Many are jumping at the opportunity to make landmark moments in internet culture their own digital asset and transforming the blockchain into an immaterial museum in the process. Minting these moments as NFTs contextualizes them in a digital form that reflects the culture they produced.
just setting up my twttr
— jack⚡️ (@jack) March 21, 2006
NFTs have been met with criticism despite their popularity
But NFTs are far from perfect. These digital assets and the high prices they fetch have created mountains of discourse. Much of that conversation is centered around what it means to buy a work of art or media that is non-physical, and in the case of images, videos, and posts like Dorsey’s, can be easily saved as a .JPG or accessed for free on twitter.
Basically, why would you spend $69 million for a digital art work that you could drag on to your desktop for no cost? Well, the response is a simple one: no matter how easy it is to view or save a copy of the NFT someone owns, they will always be the sole owner of it. Even in the case of a Van Gogh or a Picasso, millions of people can own prints of the Starry Night or Guernica, but none of those people own the original artwork.
Here’s where you might be thinking, well, those are paintings, and NFTs are entirely digital — at least the owners of those pieces get a physical object to call their own.
And you’d be right. NFTs hinge on a belief in the power of investing in ownership more than anything. The crisis of value involved in NFTs’ object-hood is in the eye of beholder: many collectors relish in the support of purely digital work that utilizes contemporary ways of creating and see ownership as the only true lasting aspect of art collecting, rather than the hoarding of physical objects.
Another thing to consider is that physical works of art are often kept in storage, out of view from the public or their owners, and are frequently loaned out by their owners to institutions for shows. When artworks are viewed as assets, the imperative is often to own them for long periods of time while they become more valuable during the course of an artist’s career or post-mortem legacy — living with the physical works is secondary.
NFTs have also faced backlash over their toll on the environment, a criticism they share with Ethereum and cryptocurrency at large. The debate over the energy usage involved in minting NFTs rocked the art world, causing heated denouncement from artists who believed the tokens to be a “ecological nightmare pyramid scheme.”
One website, cryptoart.wtf, dedicated itself to tracking the energy consumption involved in each NFT minted on the blockchain, but this information became so inflammatory that the site was forced to take itself offline, leaving a note that read:
“CryptoArt.wtf was designed to share the best available information about the energy use and environmental impact of the growing Proof-of-Work (PoW) based CryptoArt and non-fungible token, or NFT markets. Just as we can find information regarding the ecological costs of flying, iPhones, watching Netflix, or training Artificial Intelligence models, I believe similar information should be available for CryptoArt, so that we can understand the impact of our actions, and we can make informed decisions. Unfortunately, the information on this website has been used as a tool for abuse and harassment, so I am taking the site offline.”

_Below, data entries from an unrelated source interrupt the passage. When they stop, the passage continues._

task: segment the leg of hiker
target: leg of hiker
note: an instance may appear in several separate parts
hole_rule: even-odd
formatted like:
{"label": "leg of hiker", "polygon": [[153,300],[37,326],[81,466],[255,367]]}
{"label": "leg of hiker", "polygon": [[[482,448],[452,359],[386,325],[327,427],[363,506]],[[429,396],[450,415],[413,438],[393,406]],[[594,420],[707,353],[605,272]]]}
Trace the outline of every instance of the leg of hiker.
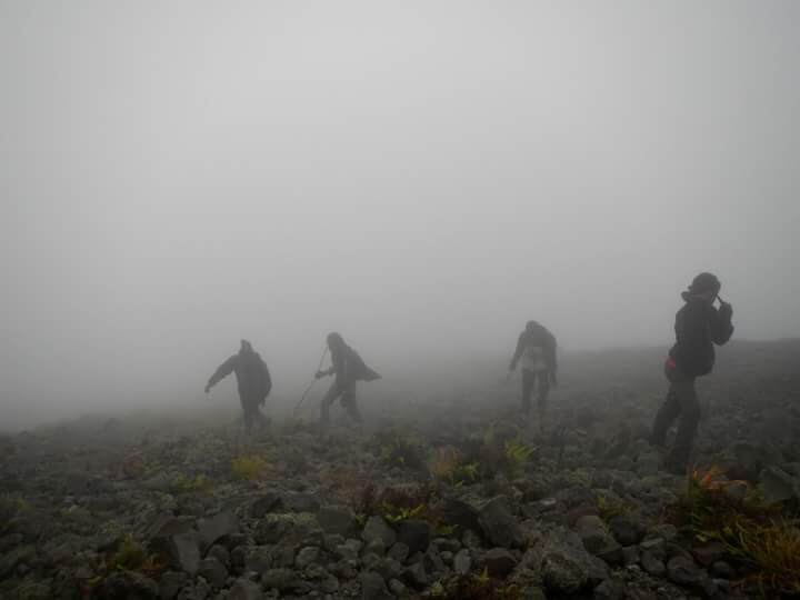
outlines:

The site’s findings were incendiary throughout the NFT community, with one entry stating that a single NFT of a digital animation of a cat, called “Space Cat,” had the same carbon footprint as an EU resident’s electricity consumption for two months.

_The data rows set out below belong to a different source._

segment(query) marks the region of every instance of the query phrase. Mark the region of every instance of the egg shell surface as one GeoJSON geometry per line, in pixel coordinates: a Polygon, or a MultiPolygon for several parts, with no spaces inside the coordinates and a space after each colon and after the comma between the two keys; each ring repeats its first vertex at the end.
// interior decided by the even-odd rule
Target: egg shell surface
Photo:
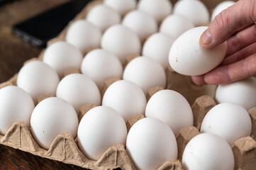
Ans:
{"type": "Polygon", "coordinates": [[[127,13],[122,24],[133,30],[140,38],[145,40],[148,35],[157,31],[157,23],[149,14],[138,10],[133,10],[127,13]]]}
{"type": "Polygon", "coordinates": [[[104,31],[109,26],[119,23],[121,18],[118,11],[104,4],[99,4],[88,12],[87,20],[104,31]]]}
{"type": "Polygon", "coordinates": [[[247,110],[233,103],[222,103],[212,108],[204,117],[201,132],[214,133],[231,146],[235,140],[250,136],[252,120],[247,110]]]}
{"type": "Polygon", "coordinates": [[[106,106],[89,110],[81,120],[77,132],[79,148],[93,160],[98,160],[114,144],[125,145],[126,136],[126,125],[122,116],[106,106]]]}
{"type": "Polygon", "coordinates": [[[182,164],[189,170],[233,170],[235,160],[231,147],[224,139],[214,134],[202,133],[187,144],[182,164]]]}
{"type": "Polygon", "coordinates": [[[215,99],[218,103],[233,102],[246,110],[256,107],[256,79],[255,77],[218,85],[215,99]]]}
{"type": "Polygon", "coordinates": [[[16,121],[30,127],[35,105],[31,96],[22,89],[8,86],[0,89],[0,134],[5,135],[16,121]]]}
{"type": "Polygon", "coordinates": [[[66,41],[85,54],[91,47],[99,47],[101,30],[85,20],[74,22],[67,29],[66,41]]]}
{"type": "Polygon", "coordinates": [[[40,102],[31,115],[31,132],[40,146],[48,149],[54,139],[68,132],[77,137],[78,118],[74,108],[64,100],[52,97],[40,102]]]}
{"type": "Polygon", "coordinates": [[[118,11],[122,16],[136,8],[136,0],[104,0],[104,4],[118,11]]]}
{"type": "Polygon", "coordinates": [[[182,128],[193,125],[192,110],[186,98],[172,90],[162,90],[148,101],[145,116],[167,123],[175,135],[182,128]]]}
{"type": "Polygon", "coordinates": [[[174,38],[165,33],[157,33],[149,37],[143,47],[143,55],[154,59],[166,68],[169,52],[174,38]]]}
{"type": "Polygon", "coordinates": [[[60,78],[57,72],[41,61],[32,61],[21,67],[17,86],[28,93],[35,103],[43,94],[55,94],[60,78]]]}
{"type": "Polygon", "coordinates": [[[157,169],[177,158],[177,144],[171,128],[152,118],[143,118],[130,128],[126,150],[138,169],[157,169]]]}
{"type": "Polygon", "coordinates": [[[59,76],[62,76],[67,69],[80,69],[82,60],[81,51],[65,41],[58,41],[49,45],[43,57],[43,62],[55,69],[59,76]]]}
{"type": "Polygon", "coordinates": [[[82,74],[65,76],[57,88],[56,96],[70,103],[77,112],[85,104],[101,104],[101,94],[97,85],[82,74]]]}
{"type": "Polygon", "coordinates": [[[201,75],[221,64],[227,51],[227,43],[224,42],[211,49],[201,47],[200,36],[207,28],[202,26],[190,29],[174,41],[169,53],[169,62],[174,71],[187,76],[201,75]]]}
{"type": "Polygon", "coordinates": [[[143,90],[135,84],[125,80],[113,83],[106,89],[102,106],[115,109],[126,122],[132,115],[145,113],[147,104],[143,90]]]}
{"type": "Polygon", "coordinates": [[[141,50],[140,40],[136,33],[121,24],[113,25],[105,31],[101,45],[116,55],[122,63],[127,56],[140,54],[141,50]]]}
{"type": "Polygon", "coordinates": [[[84,58],[81,72],[89,76],[98,86],[103,86],[104,81],[111,77],[122,77],[123,66],[119,59],[103,49],[89,52],[84,58]]]}
{"type": "Polygon", "coordinates": [[[138,57],[131,60],[123,71],[123,79],[140,86],[147,94],[150,88],[166,86],[164,68],[155,60],[138,57]]]}
{"type": "Polygon", "coordinates": [[[160,22],[171,13],[172,4],[168,0],[143,0],[139,1],[138,9],[151,15],[157,22],[160,22]]]}
{"type": "Polygon", "coordinates": [[[177,39],[182,33],[193,28],[194,24],[188,18],[180,15],[171,14],[162,21],[159,31],[177,39]]]}
{"type": "Polygon", "coordinates": [[[206,6],[199,0],[178,1],[174,6],[173,13],[186,17],[196,26],[208,23],[210,21],[206,6]]]}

Some have objected to the outrage, saying its logic is misguided. Joseph Pallant, founder of the nonprofit Blockchain for Climate Foundation, told the Verge that NFTs should be compared to other energy consumption scenarios where cause and effect becomes hard to trace:
“If you’re on the plane, you’re obviously responsible for a portion of its emissions. But if you hadn’t bought the ticket, the plane probably would have taken off with other passengers and polluted the same amount anyway.”